Durante le pause di lavoro ed i week-ends, i muratori, che non avevano nulla da fare e si annoiavano a morte, le cronache del tempo narrano di migliaia di morti per noia, decisero di costruire una specie di animale con le pietre e la sabbia che avevano avanzato. Se fossero state dei cubi invece che di piramidi, le costruzioni avrebbero richiesto più materiale e non avremmo avuto, gratuitamente, la meraviglia della Sfinge. Da qui il famoso detto egizio, non tutte le piramidi vengono per nuocere.

Finite che furono le piramidi bisognava ora sfruttarne economicamente l’immagine.

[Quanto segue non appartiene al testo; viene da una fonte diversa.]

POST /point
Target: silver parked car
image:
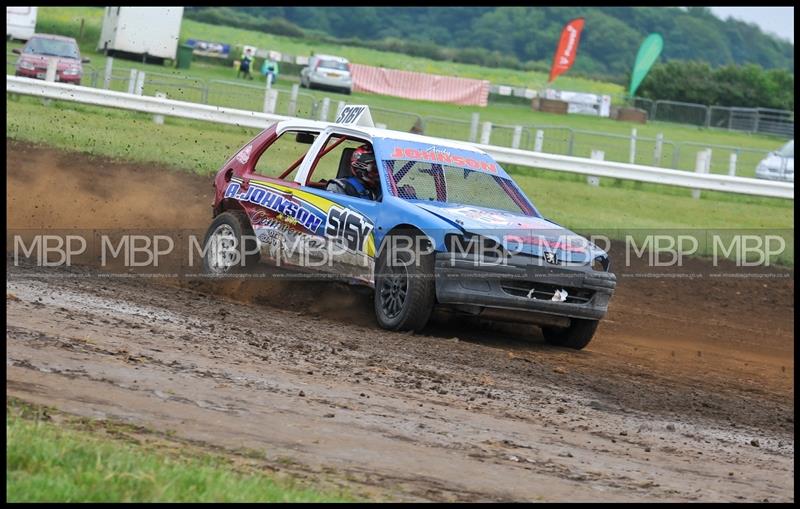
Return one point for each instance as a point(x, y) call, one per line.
point(778, 165)
point(325, 71)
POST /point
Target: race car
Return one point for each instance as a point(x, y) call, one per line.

L’Egitto era praticamente quasi deserto, sabbia dappertutto e gente, poca. Era il tempo in cui vi era una grande confusione di religioni. Il mio dio è migliore del tuo, io ne ho tre e tu soltanto uno, a casa io ho 48 statuette di dii e tu no…. E qui hai cercato di intervenire, mio Creatore. Giusto, qui hai fatto bene ed hai contribuito anche a salvare il Tuo figliolo fatto uomo. Certo che se non vi era l’ Egitto dove poteva scappare la Sacra famigliola quando il cattivone Erode voleva fare uccidere tutti i bimbi. L’Egitto, sotto la guida della Protezione Civile, aveva installato tanti centri di accoglienza per dare rifugio ai perseguitati della Giudea, della Persia, che per questo motivo cambiò poi il nome in Iraq, e dei ROM. Tutti questo profughi arrivavano su arche un poco vecchiotte, non dotate di radar, scandagli e accessori che ancora non erano stati inventati. All’inizio vi furono parecchi errori di rotta. Gli arconi andavano verso il Cairo, l’Alto Egitto secondo loro, ma, come abbiamo visto, l’Alto Egitto era in basso e così, senza accorgersene, si trovarono quasi tutti in Sudan. Dopo aver capito il trucco girano la prua e navigarono verso…verso dove? Un po’ qui, un po’ là, si trovarono sulle coste di Lampedusa e qui finalmente approdarono. In memoria di ciò, fu eretto un cippo con la scritta “ libero approdo “ .

 

Gesù, il Tuo figliolo non arrivò con gli arconi, certo. Gli avevano dato un asinello Mercedes 230 con aria condizionata dal Meteo, autoradio e selleria Giugiaron. Qualcuno Lo aveva avvisato del procedimento in corso in Giudea e non poteva restare laggiù, altrimenti cosa si sarebbe scritto sui Vangeli? Andò tutto bene fino a che qualcosa successe. Un certo faraone Ramses si accorse che i rifugiati erano troppi. Cercò di smistarli nella comunità africana, ma tutti facevano orecchi da mercante. L’Egitto era ormai pieno di stranieri, la disoccupazione avanzava a passi da gigante e gli egiziani diventavano sempre più poveri mentre i cosiddetti migranti arrivavano ad occupare le rocce migliori e ad avere sempre più vantaggi. Tende a doppia parete isolante, vetri atermici, le migliori panchine dei parchi… e tutto a spese dei cittadini egizi. Ramses decise di farne affogare un po’ ma mal glie ne incolse. Un’infinità di problemi piombarono sull’Egitto: acqua diventata sangue dove nuotavano un’immensità di rane e si svilupparono enormi zanzare. Gli animali morivano, le cavallette distruggevano i raccolti mentre pioveva ghiaccio e fuoco insieme e, alla fine, morivano i primogeniti. La storia non dice se, morto un primogenito, il secondogenito, diventato il primo, moriva anche lui.